Collaboration is an important part of scientific research, with scientists often coming together to combine their efforts and contribute towards shared scientific goals. As it turns out, collaboration is also an important trait amongst bacteria.
By communicating through a chemical language, and waiting until they have the right numbers, bacteria can be successful at tasks they wouldn’t have been able to accomplish on their own.
For this foundational discovery — a process known as quorum sensing — three scientists and longtime collaborators were named 2023 Canada Gairdner International Award laureates. The award was shared between Bonnie Bassler, Squibb Professor and Chair of the Department of Molecular Biology at Princeton University; E. Peter Greenberg, Nester Professor of Microbiology at the University of Washington; and Michael R. Silverman, a former Adjunct Professor of marine biology at Scripps Institute of Oceanography who retired in 2000.
The power of cooperation
It all started with an obscure bioluminescent marine bacterium known as Vibrio fischeri, which exhibits a particularly unique trait: it only lights up when it’s in a group. This behaviour was first characterized in the 1970s by the late J. Woodland Hastings, a professor at Harvard University, who described a signalling chemical of unknown structure responsible for the behaviour.
“There was a 10-year period where we thought this was happening, but nobody knew how,” Greenberg says. “And then one of my co-recipients, Mike Silverman, together with one of his graduate students, discovered the genes responsible [for this mechanism].”
“Genetics is a very powerful tool,” Silverman adds.
Greenberg, who had been training with Hastings, further characterized these genes independently. He also discovered a similar chemical signal in the pathogenic bacterium Pseudomonas aeruginosa. This is when the term quorum sensing, which describes this cell-to-cell communication, was born.
“[W]hat we and others have shown is that [bacteria] communicate with a chemical language. They count their numbers and they recognize when they have the right numbers,” explains Bassler.
To do this, bacteria secrete small molecules known as autoinducers. When a large enough group of bacteria have gathered, and enough autoinducers have been secreted, the bacteria can detect this chemical signal and start to work together as a group.
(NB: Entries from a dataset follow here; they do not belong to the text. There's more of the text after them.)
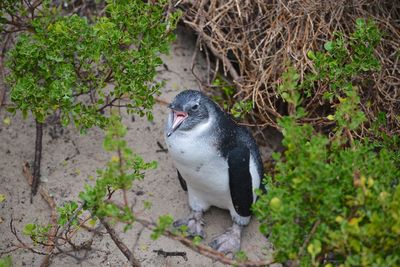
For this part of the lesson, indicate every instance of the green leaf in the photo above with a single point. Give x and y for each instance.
(328, 46)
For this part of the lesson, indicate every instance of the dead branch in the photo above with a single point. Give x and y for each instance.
(120, 244)
(171, 253)
(254, 39)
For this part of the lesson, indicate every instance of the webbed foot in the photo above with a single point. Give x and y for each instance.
(194, 224)
(228, 242)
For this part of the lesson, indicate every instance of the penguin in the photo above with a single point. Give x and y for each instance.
(218, 163)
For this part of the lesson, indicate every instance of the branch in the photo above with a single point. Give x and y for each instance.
(108, 104)
(120, 244)
(203, 249)
(171, 253)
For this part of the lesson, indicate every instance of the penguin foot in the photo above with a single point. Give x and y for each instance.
(194, 224)
(228, 242)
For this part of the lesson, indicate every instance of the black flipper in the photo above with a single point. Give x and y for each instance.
(182, 181)
(240, 182)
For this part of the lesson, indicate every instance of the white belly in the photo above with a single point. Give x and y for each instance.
(205, 172)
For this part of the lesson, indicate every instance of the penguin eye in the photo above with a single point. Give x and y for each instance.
(195, 107)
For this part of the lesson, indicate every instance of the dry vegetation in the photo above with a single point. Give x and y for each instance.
(253, 40)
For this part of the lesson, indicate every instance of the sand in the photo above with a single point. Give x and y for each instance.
(69, 159)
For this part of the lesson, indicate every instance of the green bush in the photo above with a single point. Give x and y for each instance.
(77, 67)
(334, 200)
(350, 195)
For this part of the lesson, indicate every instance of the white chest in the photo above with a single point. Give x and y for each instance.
(204, 170)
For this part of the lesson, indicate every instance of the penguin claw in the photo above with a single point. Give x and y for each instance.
(227, 243)
(194, 226)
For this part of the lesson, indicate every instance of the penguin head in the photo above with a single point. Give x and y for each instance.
(188, 109)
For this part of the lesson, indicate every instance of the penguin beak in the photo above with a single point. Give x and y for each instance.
(178, 118)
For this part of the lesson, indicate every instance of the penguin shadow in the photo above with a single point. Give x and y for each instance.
(254, 244)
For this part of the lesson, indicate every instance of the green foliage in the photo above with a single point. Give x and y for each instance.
(335, 200)
(164, 222)
(345, 59)
(79, 68)
(6, 261)
(320, 181)
(67, 213)
(36, 232)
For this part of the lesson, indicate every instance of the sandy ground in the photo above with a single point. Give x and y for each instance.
(70, 158)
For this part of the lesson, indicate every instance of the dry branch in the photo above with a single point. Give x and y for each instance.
(254, 40)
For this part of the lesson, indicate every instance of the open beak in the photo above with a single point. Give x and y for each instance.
(178, 118)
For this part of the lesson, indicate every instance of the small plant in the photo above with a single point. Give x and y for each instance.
(334, 201)
(76, 68)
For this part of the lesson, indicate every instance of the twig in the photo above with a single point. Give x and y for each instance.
(202, 249)
(120, 244)
(38, 158)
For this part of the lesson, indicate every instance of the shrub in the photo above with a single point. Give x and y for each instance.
(334, 200)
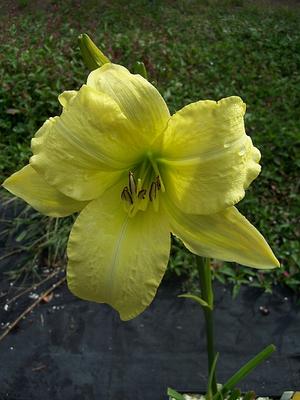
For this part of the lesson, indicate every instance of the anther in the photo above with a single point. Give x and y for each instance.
(152, 191)
(125, 195)
(131, 183)
(142, 194)
(158, 184)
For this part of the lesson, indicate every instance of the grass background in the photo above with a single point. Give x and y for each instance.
(192, 50)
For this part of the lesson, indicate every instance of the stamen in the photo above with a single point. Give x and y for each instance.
(131, 183)
(142, 194)
(158, 184)
(156, 170)
(125, 195)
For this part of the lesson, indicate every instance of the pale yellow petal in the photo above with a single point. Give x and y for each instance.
(227, 236)
(87, 148)
(208, 160)
(66, 97)
(138, 99)
(117, 259)
(31, 187)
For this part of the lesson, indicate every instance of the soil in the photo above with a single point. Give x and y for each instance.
(67, 348)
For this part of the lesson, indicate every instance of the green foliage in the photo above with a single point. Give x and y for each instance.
(192, 50)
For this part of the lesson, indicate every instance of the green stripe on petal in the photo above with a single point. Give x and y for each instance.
(138, 99)
(117, 259)
(226, 236)
(31, 187)
(208, 159)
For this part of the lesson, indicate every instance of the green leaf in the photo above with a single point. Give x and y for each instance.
(246, 369)
(235, 394)
(198, 299)
(174, 395)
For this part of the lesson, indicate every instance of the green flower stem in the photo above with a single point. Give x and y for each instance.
(207, 295)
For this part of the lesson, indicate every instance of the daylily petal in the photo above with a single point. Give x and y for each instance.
(138, 99)
(118, 260)
(227, 236)
(208, 160)
(66, 96)
(31, 187)
(87, 148)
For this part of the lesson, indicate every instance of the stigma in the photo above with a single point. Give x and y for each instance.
(141, 193)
“If [bacteria] all do something together, they can be successful at tasks that they couldn’t accomplish if they acted as individuals. Because individually, they’re too small to make a difference,” Bassler continues.
Bassler — who once worked as a postdoctoral researcher with Silverman — brought these insights to a new level by demonstrating that this phenomenon is not obscure, but is instead common among bacteria.
In fact, the researchers discovered that quorum sensing behaviour is not limited to bacteria at all. Bassler also showed that bacteria can use this mechanism to communicate across species, and that it underlies bacterial interactions with viruses.
A new field of microbiology
Today, quorum sensing has emerged as a new field of microbiology. The discoveries made by Bassler, Greenberg, and Silverman not only changed our understanding of bacteria and their interactions with each other, but also opened the doors to using cell-to-cell communication in clinical settings.
As an example of this, Bassler and her collaborators have used quorum sensing to develop small-molecule therapies, which are less vulnerable to antimicrobial resistance than traditional antibiotics. Greenberg has also used quorum sensing to combat infections associated with cystic fibrosis.
Overall, the laureates agree that collaboration was a crucial aspect of their discoveries. By working together and building off each other’s ideas, Bassler, Greenberg, and Silverman have revolutionized the field of microbiology.
“It’s funny that the prize is for figuring out how groups of microbes […] work together and optimize behaviours, because that’s what we’re trying to do in the lab,” Bassler says.
“I find that […] kind of magical about the prize.”